De: Alguém que precisa transbordar o ordinário e cotidiano
Para: Algum desocupado ocasionalmente interessado em ler.

***

Caro leitor,

    Sinto muito pelos frangalhos em que esta carta se encontra. Nesse mísero papel descontei a raiva que mora em meu peito nesse momento. Não queria ter que descontar mundo a fora nem sobre quem, de fato, mereceria sentir a ira de meus olhos. 
    Não. Não sou uma pessoa de devolver no mesmo lado da moeda. Mesmo que seja um ódio dilacerante, que instiga a úlcera em meu estômago, faz as lágrimas salgarem meu rosto à força... Eu não quero. Não quero fazer alguém passar pelo que me queima o cérebro.

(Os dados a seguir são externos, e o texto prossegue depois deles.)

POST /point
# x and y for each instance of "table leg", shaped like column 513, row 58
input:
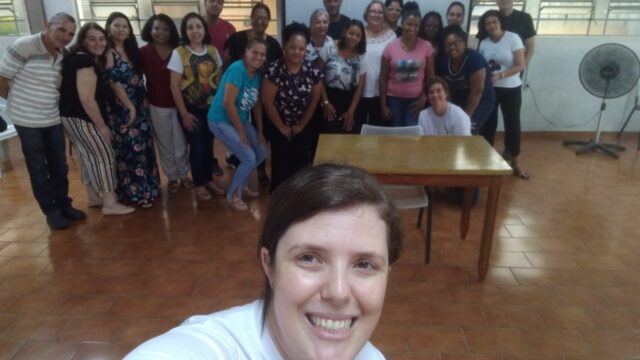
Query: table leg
column 466, row 213
column 488, row 226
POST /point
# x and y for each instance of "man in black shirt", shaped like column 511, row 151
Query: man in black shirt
column 337, row 21
column 519, row 22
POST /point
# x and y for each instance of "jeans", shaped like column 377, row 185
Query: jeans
column 509, row 100
column 200, row 142
column 172, row 146
column 43, row 150
column 402, row 111
column 250, row 156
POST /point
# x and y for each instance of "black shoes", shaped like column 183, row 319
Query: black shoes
column 73, row 214
column 57, row 221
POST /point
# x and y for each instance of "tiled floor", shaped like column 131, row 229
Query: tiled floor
column 564, row 281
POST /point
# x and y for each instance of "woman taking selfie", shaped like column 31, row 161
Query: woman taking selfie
column 329, row 240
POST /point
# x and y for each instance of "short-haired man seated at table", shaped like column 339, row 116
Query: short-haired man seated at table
column 442, row 117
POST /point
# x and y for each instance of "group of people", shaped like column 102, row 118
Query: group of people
column 118, row 102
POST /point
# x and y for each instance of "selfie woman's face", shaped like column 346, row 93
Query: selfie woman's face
column 329, row 277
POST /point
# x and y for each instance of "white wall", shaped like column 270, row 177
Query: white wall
column 552, row 76
column 553, row 79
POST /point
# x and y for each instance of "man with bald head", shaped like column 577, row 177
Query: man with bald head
column 29, row 81
column 337, row 21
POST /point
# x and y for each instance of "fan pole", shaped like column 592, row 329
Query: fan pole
column 586, row 146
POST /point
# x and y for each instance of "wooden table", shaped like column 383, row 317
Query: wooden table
column 442, row 161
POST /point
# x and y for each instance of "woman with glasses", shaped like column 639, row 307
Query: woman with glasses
column 234, row 50
column 468, row 76
column 407, row 63
column 378, row 36
column 394, row 10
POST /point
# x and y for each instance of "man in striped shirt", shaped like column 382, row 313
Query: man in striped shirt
column 29, row 80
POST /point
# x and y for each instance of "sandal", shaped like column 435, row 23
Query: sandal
column 187, row 183
column 250, row 193
column 145, row 204
column 173, row 185
column 202, row 194
column 215, row 188
column 519, row 173
column 237, row 204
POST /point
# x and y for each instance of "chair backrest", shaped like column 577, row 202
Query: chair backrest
column 383, row 130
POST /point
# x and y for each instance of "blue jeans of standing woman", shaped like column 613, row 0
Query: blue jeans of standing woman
column 402, row 111
column 249, row 155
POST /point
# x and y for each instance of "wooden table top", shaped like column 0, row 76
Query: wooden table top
column 413, row 155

    É uma raiva que vem da injustiça dos acontecimentos. A raiva de ter que ver o ego falando mais uma vez por cima de tudo. A raiva de ver que não há mais quem ceda nas situações.
    Mentira, há sim. 

    É a raiva do cansaço de ceder sempre. É a raiva de sentir o calo apertar sob o meu coturno e não sob os pés descalços de outrem. É a raiva de saber que atrás de tudo isso há muito amor e no fim desse mar revolto... o amor estará na areia, se recuperando das ondas, batendo as roupas e se levantando. 
    Agora, com o peito em fogo, sinto que poderia gritar. Abrir-me em dois. Cometer algum ato de violência. A raiva é uma força motriz breve, como uma chama de um fósforo.
    E, após incandescer, o cansaço. O fim. O corpo dolorido. O peito vazio.